Once Manborg escapes to the streets, he meets #1 Man, a stereotypical poorly dubbed martial arts character (because who cares about genre boundaries). He’s a powerful and skilled man, punching people’s heads clean off. Recaptured with #1 Man and taken to the vampire’s laser prison, Manborg is introduced to the sibling pair of Justice and Mina. Justice is an illiterate merging of Home and Away with the rebellious Vyvyan from The Young Ones. Mina is the sole love interest, and only female with dialogue; in her numerous action shots Mina exudes a cuteness and playful quality to oppose the majority of this manly feature.

These three human renegades and Manborg are forced to fight members of Draculon’s vampire race for entertainment purposes. The humans are triumphant, and an attempt to overthrow Draculon ensues. Manborg remains face up flailing like a tortoise, misusing his shiny guns and gadgets. In fact, the titular character is portrayed as an idiot in his new identity. This, among other aspects, proves Manborg‘s absurdity and the extent to which it contradicts traditional science fiction and action films. That is exactly why this film is flawless. Manborg is a self-conscious, vast improvement on the reel of classic, 1980’s science fiction, spoof B-movies.

Not only is the concept entertaining in itself, the script has been perfected to concisely retain hundreds of jokes in a mere 60 minutes. A moment not spent laughing is one anticipating another in the next line. The humour varies so widely that each joke feels completely fresh. There are responses that make no sense semantically, such as ‘I don’t believe you!’ ‘I’LL BE THE ONE ASKING THE QUESTIONS AROUND HERE!’. Sentimental dialogue is twisted into the brutally funny, and simple one-liners are so direct and unexpected that it becomes clear how similarly the characters and plot take themselves lightly.

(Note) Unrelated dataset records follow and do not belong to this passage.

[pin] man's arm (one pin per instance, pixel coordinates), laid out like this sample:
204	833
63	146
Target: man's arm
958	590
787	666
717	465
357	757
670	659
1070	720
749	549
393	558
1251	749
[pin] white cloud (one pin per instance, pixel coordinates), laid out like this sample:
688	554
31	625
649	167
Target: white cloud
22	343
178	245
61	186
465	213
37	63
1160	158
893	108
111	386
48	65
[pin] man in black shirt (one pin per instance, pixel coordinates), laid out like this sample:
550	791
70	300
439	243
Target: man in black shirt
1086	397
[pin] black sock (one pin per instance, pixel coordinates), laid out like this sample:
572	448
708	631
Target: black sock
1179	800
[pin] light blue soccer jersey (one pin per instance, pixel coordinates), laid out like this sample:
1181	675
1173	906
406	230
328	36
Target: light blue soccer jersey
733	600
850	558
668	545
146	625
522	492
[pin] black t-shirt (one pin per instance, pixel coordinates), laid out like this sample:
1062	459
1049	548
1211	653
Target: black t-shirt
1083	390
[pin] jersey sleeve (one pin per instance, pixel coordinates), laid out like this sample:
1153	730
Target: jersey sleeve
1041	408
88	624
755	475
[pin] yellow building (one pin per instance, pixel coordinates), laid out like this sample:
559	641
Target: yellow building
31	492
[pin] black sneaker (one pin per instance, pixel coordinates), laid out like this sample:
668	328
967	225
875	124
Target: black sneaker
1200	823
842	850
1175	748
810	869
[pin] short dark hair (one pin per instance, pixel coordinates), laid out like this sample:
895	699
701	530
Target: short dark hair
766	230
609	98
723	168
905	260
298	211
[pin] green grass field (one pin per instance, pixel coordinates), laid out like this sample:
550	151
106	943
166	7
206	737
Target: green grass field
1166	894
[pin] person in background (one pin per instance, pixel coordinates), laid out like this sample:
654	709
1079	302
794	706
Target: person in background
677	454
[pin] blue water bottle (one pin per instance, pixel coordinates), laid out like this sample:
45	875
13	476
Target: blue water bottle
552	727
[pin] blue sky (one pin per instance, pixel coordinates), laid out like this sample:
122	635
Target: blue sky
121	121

And it is truly great comedy. The character of the Baron is particularly at odds, contrasting any previous attitudes of the vampires. His love for prisoner number 7, Mina (she’s numero uno in the heart-shaped hole in his chest), humanizes him as an ordinary man troubled with courting, and this segues into his job stress. Following this, Draculon is the only face of evil in this sci-fi adventure, equalizing the remaining characters and leaving little concern for the renegades’ opposition.

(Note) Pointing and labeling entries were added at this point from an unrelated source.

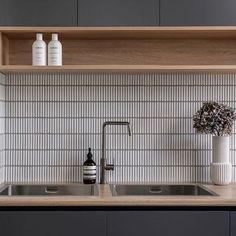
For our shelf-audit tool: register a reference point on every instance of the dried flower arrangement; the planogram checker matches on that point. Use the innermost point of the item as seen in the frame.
(214, 118)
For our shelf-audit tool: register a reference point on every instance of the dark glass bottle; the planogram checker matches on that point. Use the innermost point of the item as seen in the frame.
(89, 169)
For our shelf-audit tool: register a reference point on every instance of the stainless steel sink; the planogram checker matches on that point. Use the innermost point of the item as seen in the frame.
(50, 190)
(160, 190)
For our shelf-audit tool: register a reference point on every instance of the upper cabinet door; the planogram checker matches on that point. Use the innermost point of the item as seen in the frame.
(118, 12)
(38, 12)
(197, 12)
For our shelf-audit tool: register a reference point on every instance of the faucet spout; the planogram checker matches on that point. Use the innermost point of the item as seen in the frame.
(104, 165)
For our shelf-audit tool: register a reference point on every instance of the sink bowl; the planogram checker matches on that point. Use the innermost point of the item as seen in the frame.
(50, 190)
(160, 190)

Manborg‘s budget was $2,500, so be impressed. Having been shot in what appears to be a garage, with borrowed equipment, costumes made from second-hand materials and actors which worked for free – hence why some were Astron-6 company employees – you wouldn’t expect much from the final piece. The graphics are reminiscent of old school Mortal Kombat, as well as mid-20th century dinosaur films like One Million Years B.C. Its cinematography is poorly constructed, it’s awkward, and it is absolutely fantastic in every scene.

Hopefully this review has not been read as confused and contradictory. To clarify, Manborg is an excellent film. Budget struggles improve it all the more, with the title of excellence deserved by blockbusters and films akin to Manborg alike, the latter of which are wholeheartedly entertaining and defiant. Kostanski’s dystopian joke-fest will be remembered, bought on DVD and watched by generations in years to come… until one day, the future audience merges with #1 Man’s future society, and the menborgs will have elbow missiles at the ready to take on Draculon’s army.